Publications jeunesse : une égalité à bâtir Si un ours porte un tablier, « c’est une ourse ! »

T comme test. Dans le but d’appréhender la valeur symbolique de trois objets (le tablier, le fauteuil et le journal) des images d’un ours (ou d’une ourse?) ont été créées. Elles sont en noir et blanc évitant ainsi toute information de couleur ou de contexte qui pourrait influencer les réponses des enfants. Elles servent de support à une unique question : « C’est maman ou papa ? »
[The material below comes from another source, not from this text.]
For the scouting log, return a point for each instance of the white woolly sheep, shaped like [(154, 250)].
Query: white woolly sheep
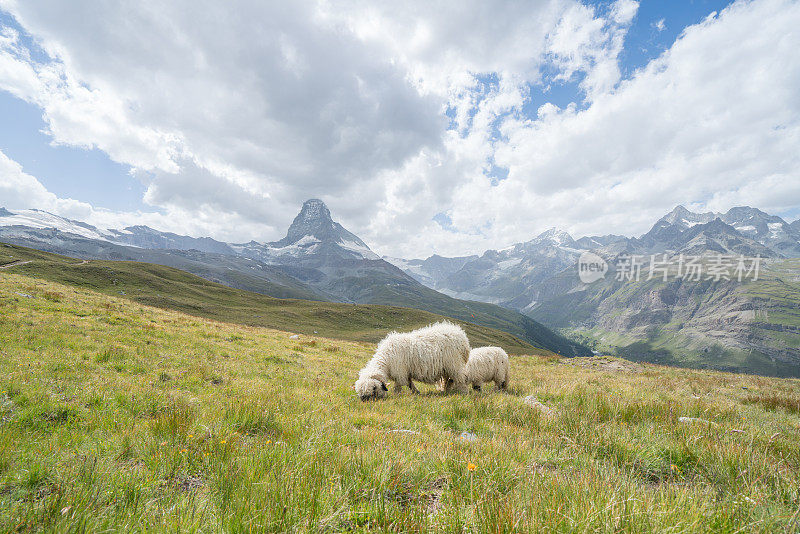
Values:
[(487, 364), (438, 351)]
Ce test a été proposé pour la première fois en 1998 aux enfants de trois écoles en France et deux en Italie. Par la suite elles ont été montrées à des centaines d’enfants entre 7 et 10 ans, en France, en Italie et en Espagne. Les chiffres qui suivent sont les plus récents et proviennent d’un test réalisé en 2007.

Le tablier

Lorsque l’ours est vêtu d’un tablier, 154 enfants sur 204 affirment qu’il s’agit d’une maman ourse et qu’ils en ont la certitude à cause du tablier. Ils disent : « Normalement c’est la maman qui porte le tablier », « Les papas ne cuisinent pas et lorsqu’ils doivent vraiment le faire ils ne portent pas de tablier », « Les ours mâles ne portent pas de tablier parce que le tablier est pour les femelles »
Une image « virilisée » de l’ours, portant une montre par exemple, a été reconnue par quelques enfants comme un papa.
Dans ces cas, les enfants parlent du tablier comme d’une « serviette », et précisent que papa cuisine parce que « maman fait le ménage » ou « est à l’hôpital faire un bébé ». Une fille dit : « C’est un papa qui dit : “J’ai faim, porte-moi le dîner !”. »
Un garçon dit : « C’est une ourse qui dit : « Je dois tout faire dans cette maison : le ménage, la cuisine… »

Le fauteuil

Lorsque l’ours est installé dans un fauteuil, 105 enfants sur 146 affirment qu’il s’agit d’un papa ou d’un grand-père.
Un garçon dit : « Ça pourrait être une maman ourse, mais en général ce sont les papas qui s’assoient comme ça pour regarder la télévision. Si c’est une maman, elle n’est pas normale. »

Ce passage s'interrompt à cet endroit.